Re: Bind 8 bug experience


From: "Glen Bishop" <glen () glenbishop com>
Date: Thu, 14 Nov 2002 09:30:58 -0500 (EST)

bind 4 and 8 patches are now available which appeared late last night

http://www.isc.org/products/BIND/patches/

-glen


Three bugs in bind 4 and 8 were announced this morning, November 12. At
least one has the possibility of arbitrary code execution, and
the ISC web site lists it as 'Serious'.

At 13:02 CST this afternoon per the ISC announcement, about an hour
after receiving the bug announcement, I requested bind 8 patches
from Lynda McGinley, Executive Director of ISC.  I received a
response from her roughly 8 hours later this evening that I had been
added to the patch announce list.  My thanks to Lynda for that, but she
did not give direct information on where to get the patches, and I have
received nothing from the patch announce list.  I don't know when I can
expect to receive anything -- tonight, next week, or next month?

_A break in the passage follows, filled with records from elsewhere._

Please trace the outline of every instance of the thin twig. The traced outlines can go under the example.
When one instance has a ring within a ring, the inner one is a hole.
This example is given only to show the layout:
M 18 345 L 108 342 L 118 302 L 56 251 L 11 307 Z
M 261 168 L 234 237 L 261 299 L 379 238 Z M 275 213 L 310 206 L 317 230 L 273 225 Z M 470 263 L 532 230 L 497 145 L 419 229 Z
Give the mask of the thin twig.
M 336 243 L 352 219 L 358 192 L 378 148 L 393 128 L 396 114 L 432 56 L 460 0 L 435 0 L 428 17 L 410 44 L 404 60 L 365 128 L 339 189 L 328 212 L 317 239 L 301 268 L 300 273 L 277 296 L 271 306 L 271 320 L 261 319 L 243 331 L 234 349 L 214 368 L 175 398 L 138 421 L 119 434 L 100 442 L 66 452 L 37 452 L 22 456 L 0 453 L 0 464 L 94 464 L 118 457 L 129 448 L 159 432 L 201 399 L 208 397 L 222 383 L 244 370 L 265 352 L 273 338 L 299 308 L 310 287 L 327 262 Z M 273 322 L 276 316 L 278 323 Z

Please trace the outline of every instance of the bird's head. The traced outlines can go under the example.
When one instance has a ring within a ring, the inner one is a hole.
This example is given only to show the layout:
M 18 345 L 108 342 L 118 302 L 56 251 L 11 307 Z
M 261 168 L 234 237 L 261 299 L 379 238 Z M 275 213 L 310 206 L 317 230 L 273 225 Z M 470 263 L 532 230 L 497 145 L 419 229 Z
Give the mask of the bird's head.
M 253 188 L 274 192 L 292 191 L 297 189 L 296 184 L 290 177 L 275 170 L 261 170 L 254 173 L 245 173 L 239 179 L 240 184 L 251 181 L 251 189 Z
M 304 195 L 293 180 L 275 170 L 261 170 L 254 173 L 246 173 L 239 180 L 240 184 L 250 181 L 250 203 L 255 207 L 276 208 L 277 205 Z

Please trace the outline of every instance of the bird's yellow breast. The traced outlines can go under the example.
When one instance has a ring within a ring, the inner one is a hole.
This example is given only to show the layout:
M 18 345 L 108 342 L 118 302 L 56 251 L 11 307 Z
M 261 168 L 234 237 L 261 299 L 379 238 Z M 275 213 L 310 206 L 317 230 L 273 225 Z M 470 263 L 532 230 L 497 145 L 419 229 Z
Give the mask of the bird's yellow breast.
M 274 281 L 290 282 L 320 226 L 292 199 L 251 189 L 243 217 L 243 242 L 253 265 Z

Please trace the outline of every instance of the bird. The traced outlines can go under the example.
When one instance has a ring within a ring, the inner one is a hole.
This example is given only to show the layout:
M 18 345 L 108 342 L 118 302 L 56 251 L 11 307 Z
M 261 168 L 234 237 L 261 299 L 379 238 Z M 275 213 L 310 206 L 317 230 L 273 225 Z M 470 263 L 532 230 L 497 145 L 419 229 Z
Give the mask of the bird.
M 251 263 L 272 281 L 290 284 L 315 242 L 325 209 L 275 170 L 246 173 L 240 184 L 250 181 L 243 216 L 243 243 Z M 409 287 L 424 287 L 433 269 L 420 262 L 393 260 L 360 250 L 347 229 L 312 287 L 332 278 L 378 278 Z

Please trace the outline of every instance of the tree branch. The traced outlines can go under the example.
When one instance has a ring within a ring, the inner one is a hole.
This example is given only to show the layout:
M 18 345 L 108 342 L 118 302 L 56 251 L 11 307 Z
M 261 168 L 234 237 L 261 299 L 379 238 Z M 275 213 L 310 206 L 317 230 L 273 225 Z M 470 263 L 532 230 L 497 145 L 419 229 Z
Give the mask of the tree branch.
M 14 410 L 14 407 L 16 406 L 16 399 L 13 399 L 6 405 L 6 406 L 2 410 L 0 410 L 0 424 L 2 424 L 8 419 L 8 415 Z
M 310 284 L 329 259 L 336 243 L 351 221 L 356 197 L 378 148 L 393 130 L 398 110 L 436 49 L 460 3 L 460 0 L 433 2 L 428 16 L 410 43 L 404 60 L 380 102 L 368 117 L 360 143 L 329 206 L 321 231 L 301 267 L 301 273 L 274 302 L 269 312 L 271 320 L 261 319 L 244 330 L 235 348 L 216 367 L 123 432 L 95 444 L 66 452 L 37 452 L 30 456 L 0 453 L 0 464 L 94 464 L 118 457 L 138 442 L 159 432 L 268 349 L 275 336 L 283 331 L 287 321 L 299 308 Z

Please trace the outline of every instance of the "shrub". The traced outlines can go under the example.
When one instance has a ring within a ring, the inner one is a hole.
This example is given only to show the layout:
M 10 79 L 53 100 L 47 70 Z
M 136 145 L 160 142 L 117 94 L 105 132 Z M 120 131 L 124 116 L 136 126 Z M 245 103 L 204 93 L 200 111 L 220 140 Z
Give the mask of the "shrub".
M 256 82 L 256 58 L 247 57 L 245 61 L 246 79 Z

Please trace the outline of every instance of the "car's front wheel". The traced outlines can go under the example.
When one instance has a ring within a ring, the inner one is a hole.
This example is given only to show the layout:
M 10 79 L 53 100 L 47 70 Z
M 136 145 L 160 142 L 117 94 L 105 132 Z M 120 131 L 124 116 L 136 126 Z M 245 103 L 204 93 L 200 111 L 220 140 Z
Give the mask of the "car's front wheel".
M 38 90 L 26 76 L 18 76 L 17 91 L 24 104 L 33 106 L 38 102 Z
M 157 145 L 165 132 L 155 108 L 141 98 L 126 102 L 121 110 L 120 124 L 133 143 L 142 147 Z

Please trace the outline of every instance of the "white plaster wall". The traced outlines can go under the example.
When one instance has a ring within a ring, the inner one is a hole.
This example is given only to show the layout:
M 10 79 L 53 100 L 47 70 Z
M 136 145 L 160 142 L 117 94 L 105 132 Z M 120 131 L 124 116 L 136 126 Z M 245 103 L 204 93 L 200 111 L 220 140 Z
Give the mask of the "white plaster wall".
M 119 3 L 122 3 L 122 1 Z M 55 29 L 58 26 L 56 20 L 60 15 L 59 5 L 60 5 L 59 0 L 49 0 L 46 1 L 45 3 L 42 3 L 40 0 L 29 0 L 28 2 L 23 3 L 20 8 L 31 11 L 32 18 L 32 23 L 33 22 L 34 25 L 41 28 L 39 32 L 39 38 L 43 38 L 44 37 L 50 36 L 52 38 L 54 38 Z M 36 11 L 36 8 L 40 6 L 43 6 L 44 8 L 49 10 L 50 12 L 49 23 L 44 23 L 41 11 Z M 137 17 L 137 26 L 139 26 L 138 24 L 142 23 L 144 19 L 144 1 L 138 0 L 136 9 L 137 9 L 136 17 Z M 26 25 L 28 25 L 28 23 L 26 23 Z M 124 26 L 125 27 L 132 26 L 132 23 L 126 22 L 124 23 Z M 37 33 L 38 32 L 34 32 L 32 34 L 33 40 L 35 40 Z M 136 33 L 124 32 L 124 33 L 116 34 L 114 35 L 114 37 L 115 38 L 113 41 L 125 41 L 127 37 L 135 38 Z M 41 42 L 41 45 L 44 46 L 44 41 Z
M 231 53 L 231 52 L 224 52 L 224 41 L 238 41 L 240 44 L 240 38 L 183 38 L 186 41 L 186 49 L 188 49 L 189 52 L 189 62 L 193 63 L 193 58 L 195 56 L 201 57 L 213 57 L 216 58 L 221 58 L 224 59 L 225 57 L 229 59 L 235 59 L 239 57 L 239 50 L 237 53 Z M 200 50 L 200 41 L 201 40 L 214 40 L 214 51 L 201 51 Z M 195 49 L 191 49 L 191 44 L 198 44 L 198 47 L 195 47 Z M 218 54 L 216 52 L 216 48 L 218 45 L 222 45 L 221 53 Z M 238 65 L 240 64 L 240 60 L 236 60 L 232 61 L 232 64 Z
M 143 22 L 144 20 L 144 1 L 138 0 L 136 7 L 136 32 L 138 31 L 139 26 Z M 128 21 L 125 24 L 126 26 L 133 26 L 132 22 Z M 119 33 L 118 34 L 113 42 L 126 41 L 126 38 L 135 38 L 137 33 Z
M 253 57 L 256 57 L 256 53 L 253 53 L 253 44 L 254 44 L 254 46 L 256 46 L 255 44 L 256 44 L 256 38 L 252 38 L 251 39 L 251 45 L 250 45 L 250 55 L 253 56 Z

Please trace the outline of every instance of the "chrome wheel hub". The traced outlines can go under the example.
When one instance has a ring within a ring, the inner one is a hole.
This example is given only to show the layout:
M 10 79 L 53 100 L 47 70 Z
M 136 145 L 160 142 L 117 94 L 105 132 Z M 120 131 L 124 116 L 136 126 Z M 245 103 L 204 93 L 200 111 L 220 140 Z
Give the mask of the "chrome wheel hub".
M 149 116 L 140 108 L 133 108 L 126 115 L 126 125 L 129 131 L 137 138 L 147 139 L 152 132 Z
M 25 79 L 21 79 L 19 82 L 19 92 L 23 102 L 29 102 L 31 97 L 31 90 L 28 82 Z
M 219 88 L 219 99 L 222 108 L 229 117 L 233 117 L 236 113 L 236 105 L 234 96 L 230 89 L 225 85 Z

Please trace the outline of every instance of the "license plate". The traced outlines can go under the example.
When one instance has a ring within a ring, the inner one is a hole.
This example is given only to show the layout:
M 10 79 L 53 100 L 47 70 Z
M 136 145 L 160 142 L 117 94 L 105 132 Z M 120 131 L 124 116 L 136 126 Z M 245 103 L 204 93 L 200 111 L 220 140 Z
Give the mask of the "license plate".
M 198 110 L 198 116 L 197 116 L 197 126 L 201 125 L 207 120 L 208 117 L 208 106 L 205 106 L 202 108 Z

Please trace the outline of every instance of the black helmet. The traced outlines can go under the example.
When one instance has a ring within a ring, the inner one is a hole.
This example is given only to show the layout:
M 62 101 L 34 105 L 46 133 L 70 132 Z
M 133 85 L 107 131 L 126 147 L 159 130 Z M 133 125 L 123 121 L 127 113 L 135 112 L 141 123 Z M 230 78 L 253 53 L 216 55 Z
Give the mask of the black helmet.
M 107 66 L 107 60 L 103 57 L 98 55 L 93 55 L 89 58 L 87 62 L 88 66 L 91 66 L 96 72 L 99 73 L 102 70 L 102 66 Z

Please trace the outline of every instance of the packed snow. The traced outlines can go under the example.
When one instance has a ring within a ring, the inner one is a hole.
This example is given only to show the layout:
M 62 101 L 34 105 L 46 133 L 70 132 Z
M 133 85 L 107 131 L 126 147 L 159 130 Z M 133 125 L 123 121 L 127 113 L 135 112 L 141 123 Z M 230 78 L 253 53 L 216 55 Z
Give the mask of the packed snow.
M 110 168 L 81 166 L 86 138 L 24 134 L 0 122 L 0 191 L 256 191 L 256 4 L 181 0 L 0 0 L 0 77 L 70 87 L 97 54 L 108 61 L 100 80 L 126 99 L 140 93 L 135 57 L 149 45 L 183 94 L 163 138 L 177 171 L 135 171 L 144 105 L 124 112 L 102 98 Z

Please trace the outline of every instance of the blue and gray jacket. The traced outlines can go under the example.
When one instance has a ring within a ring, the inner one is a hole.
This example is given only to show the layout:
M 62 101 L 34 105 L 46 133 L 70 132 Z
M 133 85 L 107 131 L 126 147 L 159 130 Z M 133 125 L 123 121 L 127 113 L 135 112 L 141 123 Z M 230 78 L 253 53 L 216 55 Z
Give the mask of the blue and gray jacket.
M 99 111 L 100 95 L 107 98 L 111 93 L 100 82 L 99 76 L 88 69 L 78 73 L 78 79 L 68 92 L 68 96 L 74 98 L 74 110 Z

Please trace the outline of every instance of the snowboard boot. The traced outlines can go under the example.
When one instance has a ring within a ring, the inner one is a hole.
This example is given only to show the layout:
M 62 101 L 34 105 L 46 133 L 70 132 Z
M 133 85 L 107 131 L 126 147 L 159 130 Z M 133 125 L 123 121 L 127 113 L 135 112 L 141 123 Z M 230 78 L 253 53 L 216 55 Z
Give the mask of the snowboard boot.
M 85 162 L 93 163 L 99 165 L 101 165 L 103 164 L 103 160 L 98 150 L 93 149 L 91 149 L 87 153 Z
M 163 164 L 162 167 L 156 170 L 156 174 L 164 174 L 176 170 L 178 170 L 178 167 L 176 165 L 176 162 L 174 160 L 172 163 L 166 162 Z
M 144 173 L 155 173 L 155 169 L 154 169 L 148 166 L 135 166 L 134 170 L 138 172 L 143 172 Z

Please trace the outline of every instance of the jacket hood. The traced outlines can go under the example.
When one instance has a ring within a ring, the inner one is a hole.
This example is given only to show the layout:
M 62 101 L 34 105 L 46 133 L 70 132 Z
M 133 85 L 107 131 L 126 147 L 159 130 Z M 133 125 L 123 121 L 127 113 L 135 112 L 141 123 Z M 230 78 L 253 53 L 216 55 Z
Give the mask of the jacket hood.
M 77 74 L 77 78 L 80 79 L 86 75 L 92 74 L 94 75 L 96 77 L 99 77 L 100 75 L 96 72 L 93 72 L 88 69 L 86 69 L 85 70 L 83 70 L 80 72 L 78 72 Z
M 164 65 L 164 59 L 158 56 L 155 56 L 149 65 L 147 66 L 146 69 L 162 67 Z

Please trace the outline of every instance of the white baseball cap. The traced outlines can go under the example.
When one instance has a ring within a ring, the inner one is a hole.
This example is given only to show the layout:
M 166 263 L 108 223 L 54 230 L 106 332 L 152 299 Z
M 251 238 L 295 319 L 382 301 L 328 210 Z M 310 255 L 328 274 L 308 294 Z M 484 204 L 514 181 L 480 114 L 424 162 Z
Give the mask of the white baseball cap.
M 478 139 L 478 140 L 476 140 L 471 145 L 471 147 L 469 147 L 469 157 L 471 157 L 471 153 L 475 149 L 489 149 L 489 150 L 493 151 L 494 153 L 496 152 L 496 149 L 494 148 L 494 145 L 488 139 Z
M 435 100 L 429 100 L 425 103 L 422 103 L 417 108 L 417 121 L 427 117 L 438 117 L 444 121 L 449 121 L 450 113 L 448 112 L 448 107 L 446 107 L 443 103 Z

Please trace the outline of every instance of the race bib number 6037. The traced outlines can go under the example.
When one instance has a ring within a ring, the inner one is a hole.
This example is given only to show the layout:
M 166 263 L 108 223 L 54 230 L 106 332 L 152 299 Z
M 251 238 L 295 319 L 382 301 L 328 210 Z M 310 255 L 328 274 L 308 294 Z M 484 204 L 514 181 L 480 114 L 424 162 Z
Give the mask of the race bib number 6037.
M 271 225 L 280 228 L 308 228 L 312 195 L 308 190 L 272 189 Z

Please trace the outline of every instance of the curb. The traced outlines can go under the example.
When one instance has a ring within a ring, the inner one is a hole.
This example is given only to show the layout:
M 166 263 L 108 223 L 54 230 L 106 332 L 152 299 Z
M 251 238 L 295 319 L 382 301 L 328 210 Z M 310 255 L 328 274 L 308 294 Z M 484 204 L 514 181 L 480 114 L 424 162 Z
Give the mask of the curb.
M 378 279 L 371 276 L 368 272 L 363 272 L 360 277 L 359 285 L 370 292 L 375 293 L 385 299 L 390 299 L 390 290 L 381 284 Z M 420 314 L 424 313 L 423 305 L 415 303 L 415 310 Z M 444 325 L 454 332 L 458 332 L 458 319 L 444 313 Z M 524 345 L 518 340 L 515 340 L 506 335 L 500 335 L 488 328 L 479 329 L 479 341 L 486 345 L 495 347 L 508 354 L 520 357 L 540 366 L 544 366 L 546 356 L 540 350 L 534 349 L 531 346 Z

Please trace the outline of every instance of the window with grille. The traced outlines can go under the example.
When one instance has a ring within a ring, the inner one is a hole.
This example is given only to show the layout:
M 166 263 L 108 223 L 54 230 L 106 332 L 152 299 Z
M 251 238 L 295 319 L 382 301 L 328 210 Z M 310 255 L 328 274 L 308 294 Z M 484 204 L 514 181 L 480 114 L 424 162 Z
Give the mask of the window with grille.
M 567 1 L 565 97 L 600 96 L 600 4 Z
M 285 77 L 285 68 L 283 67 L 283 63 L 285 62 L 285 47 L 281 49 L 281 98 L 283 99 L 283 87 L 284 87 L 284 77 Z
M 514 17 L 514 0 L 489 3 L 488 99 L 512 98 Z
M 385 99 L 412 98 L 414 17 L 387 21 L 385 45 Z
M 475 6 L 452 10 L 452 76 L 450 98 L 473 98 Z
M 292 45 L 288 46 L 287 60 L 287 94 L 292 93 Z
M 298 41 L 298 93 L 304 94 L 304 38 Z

Earlier today I asked Lynda a question: why were patches not made
available at the time of the announcement?  Paraphrasing her
response, since I have not asked her permission to forward verbatim what
she wrote, she indicated that those in the bind forum that had
subscribed to the early security notification had the patches
readily available.  She indicated that ISC wanted to make sure that the
right audience had the patches first.

I clarified to her that my understanding is that the early
notification subscription was for the purpose of vendors being
notified before public announcement so they could get software
packages updated and available prior to announcement.  Lynda
affirmed this.

My response to her was that the right audience should change in
relation to announcement.

Those that paid to be notified early had that expectation fulfilled.
Before announcement, per current ISC practice, they are the right
audience, and they got bind 4 and 8 patches.

As of the moment of announcement, the right audience should be
expanded to include all those placed at risk because they use the
software.  Failure to make the patches available suddenly puts many
systems at rapidly increasing risk.

I have not yet heard a satisfactory answer why were patches not
publicly available when this announcement was made.  More troubling, why
has ISC not released the patches yet?  As of 23:44 CST, about 12 hours
after the first announcement, nothing beyond 8.3.3 is
available in the normal directories on ftp.isc.org, yet updates
clearly exist.

Per the ISS announcement, to the best of their knowledge no crackers
knew of these bugs, nor were there exploits available.  From the
moment of the announcement, that is no longer true.  If these were truly
unknown bugs, there was time to do this right, to fix the bugs and get
the updates available.  That time advantage is eroding very rapidly.

I had held off upgrading to bind 9 because of its newness. Observing its
release history, in my assessment it has not been any better
than bind 8.  There have been too many beta, release candidate and
security fixes to be considered stable.  Meanwhile, ISC's policies left
me with no real choice.  I've dropped everything else this
evening and have upgraded to bind 9.

I don't know of a similar incident when the known patches to such a
serious problem were withheld by a software provider.  This is
particularly true in the case of software of which its security and
stability are the most crucial to the operation of the Internet.

This raises troubling questions about the future management of bind.
What will happen when the next bind 9 bug hits?